Tonight I made my first brisket. Well, I’ve made corned beef before, but that is different. This was just a plain brisket to start with. This was actually part of our simple holiday meal with our friend Marty. It got put off for quite some time because of everything that went on with my family during the holiday season. Anyway, we finally had our meal tonight and it was delicious! Marty made potato latkes and they were delicious – crispy on the outside, just a little creamy on the inside. A very tasty thing indeed! We had to have some green vegetable so I roasted some broccoli, always wonderful. Then there was the brisket. This was Marty’s request and I told him I would give it a try but I had never made one before. He said the way his family made it growing up was very simple. I scoured around the internet to see some ways folks made them and then decided what to do on my own. The brisket was very tender and moist and had a great flavor. Everyone said it was delicious. I thought I would share my recipe with you all in case you want to give it a try.

Robyn’s Beef Brisket

  • One 4 pound (or so) beef brisket – remember not corned beef brisket – just plain brisket
  • 1 tablespoon canola (or vegetable) oil
  • Salt
  • Freshly ground black pepper
  • 1 large white onion (softball size) cut into thick slices
  • 1 1/2 cups red wine (your choice of type)
  • 10 medium garlic cloves, peeled
  • Water

In a dutch oven heat the canola oil on high heat.
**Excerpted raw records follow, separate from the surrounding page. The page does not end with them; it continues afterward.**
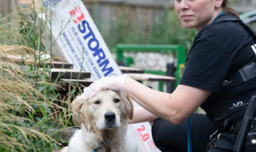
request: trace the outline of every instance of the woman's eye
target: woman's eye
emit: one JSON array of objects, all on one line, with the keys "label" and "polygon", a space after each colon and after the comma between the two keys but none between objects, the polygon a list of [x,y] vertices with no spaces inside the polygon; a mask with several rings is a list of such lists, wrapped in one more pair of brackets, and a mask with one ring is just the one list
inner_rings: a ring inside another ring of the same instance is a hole
[{"label": "woman's eye", "polygon": [[115,102],[115,103],[118,103],[120,102],[120,99],[114,99],[113,101]]},{"label": "woman's eye", "polygon": [[95,101],[93,102],[93,104],[100,104],[100,102],[99,100],[97,100],[97,101]]}]

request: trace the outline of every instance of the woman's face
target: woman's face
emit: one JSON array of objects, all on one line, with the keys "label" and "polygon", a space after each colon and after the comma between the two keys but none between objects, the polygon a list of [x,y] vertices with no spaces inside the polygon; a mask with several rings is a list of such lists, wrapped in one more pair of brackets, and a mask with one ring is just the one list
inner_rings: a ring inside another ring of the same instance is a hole
[{"label": "woman's face", "polygon": [[175,10],[185,28],[200,31],[222,11],[223,0],[176,0]]}]

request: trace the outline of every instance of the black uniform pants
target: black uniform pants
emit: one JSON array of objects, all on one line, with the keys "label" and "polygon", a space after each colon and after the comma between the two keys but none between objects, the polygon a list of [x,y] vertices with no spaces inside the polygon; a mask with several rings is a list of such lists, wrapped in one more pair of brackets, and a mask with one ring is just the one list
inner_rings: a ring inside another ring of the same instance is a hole
[{"label": "black uniform pants", "polygon": [[[216,131],[204,114],[193,113],[191,119],[192,151],[205,151],[210,136]],[[158,119],[153,123],[152,131],[154,144],[163,152],[188,151],[187,121],[179,124]]]}]

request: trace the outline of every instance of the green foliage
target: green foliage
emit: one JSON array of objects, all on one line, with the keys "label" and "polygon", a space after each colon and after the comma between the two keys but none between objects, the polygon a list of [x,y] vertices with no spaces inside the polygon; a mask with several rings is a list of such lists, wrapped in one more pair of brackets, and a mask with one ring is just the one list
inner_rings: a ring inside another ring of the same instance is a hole
[{"label": "green foliage", "polygon": [[60,99],[49,77],[46,61],[54,57],[46,24],[29,8],[0,18],[0,151],[53,151],[66,142],[61,137],[75,93]]},{"label": "green foliage", "polygon": [[109,29],[100,26],[100,21],[93,19],[111,52],[115,51],[117,44],[180,44],[188,50],[197,33],[194,29],[183,27],[176,12],[169,8],[155,17],[149,29],[143,23],[129,21],[128,8],[125,7],[122,10],[116,21],[111,22]]}]

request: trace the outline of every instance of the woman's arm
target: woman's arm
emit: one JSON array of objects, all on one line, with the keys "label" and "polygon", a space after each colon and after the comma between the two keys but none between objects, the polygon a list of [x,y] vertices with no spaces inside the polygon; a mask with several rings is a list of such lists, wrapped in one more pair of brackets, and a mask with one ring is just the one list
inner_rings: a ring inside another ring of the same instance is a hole
[{"label": "woman's arm", "polygon": [[158,117],[147,111],[142,106],[134,108],[134,117],[131,120],[129,120],[129,124],[136,124],[144,122],[152,122]]},{"label": "woman's arm", "polygon": [[170,94],[152,90],[129,78],[125,78],[125,86],[127,94],[141,106],[173,124],[185,120],[211,94],[210,91],[185,85],[178,85]]}]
Season both sides of the brisket with salt and pepper, heavy on the pepper. Sear each side of the brisket in the dutch oven until it has a nice dark, but not burnt, color to it. Remove the brisket from the pan. Leave the oil in the pan and add the onions and let them get some color for a minute or two, still on high heat. Then add your red wine to the pan to deglaze, make sure to scrape up all the bits from the bottom of the pan. Now add your brisket back on top of the onions and wine. Throw in your garlic cloves. Add enough water to not quite cover the top of the brisket. Bring the liquid to a simmer and turn the heat down to low. Cover tightly with a lid. If your lid is a bit loose add a sheet of foil between the lid and pot even. Now keep it on low for about 2 hours or so. Then turn the brisket over, replace the lid and cook again another 2 hours or so. It should be fork tender. Remove and let rest on your cutting board tented snugly with foil for at least 30 minutes. Strain the liquid in the pan to remove the onions and garlic and bits. You can put the onions and such in a bowl to serve with the meal if you like (Hubby likes these mushy onions, I don’t). If you are keeping them just cover with foil and set to the side. Return the strained liquid to the pan and reduce, reduce, reduce! Just crank up the heat and let it bowl away. I let mine go a good 30 minutes (while the meat rested). It will still be thin, but very flavorful. Slice the brisket against the grain (the opposite way the lines you see in the meat are going). It should be as thin as you can make it. Serve it with the thin gravy on the side for your guests to add as much or little as they like.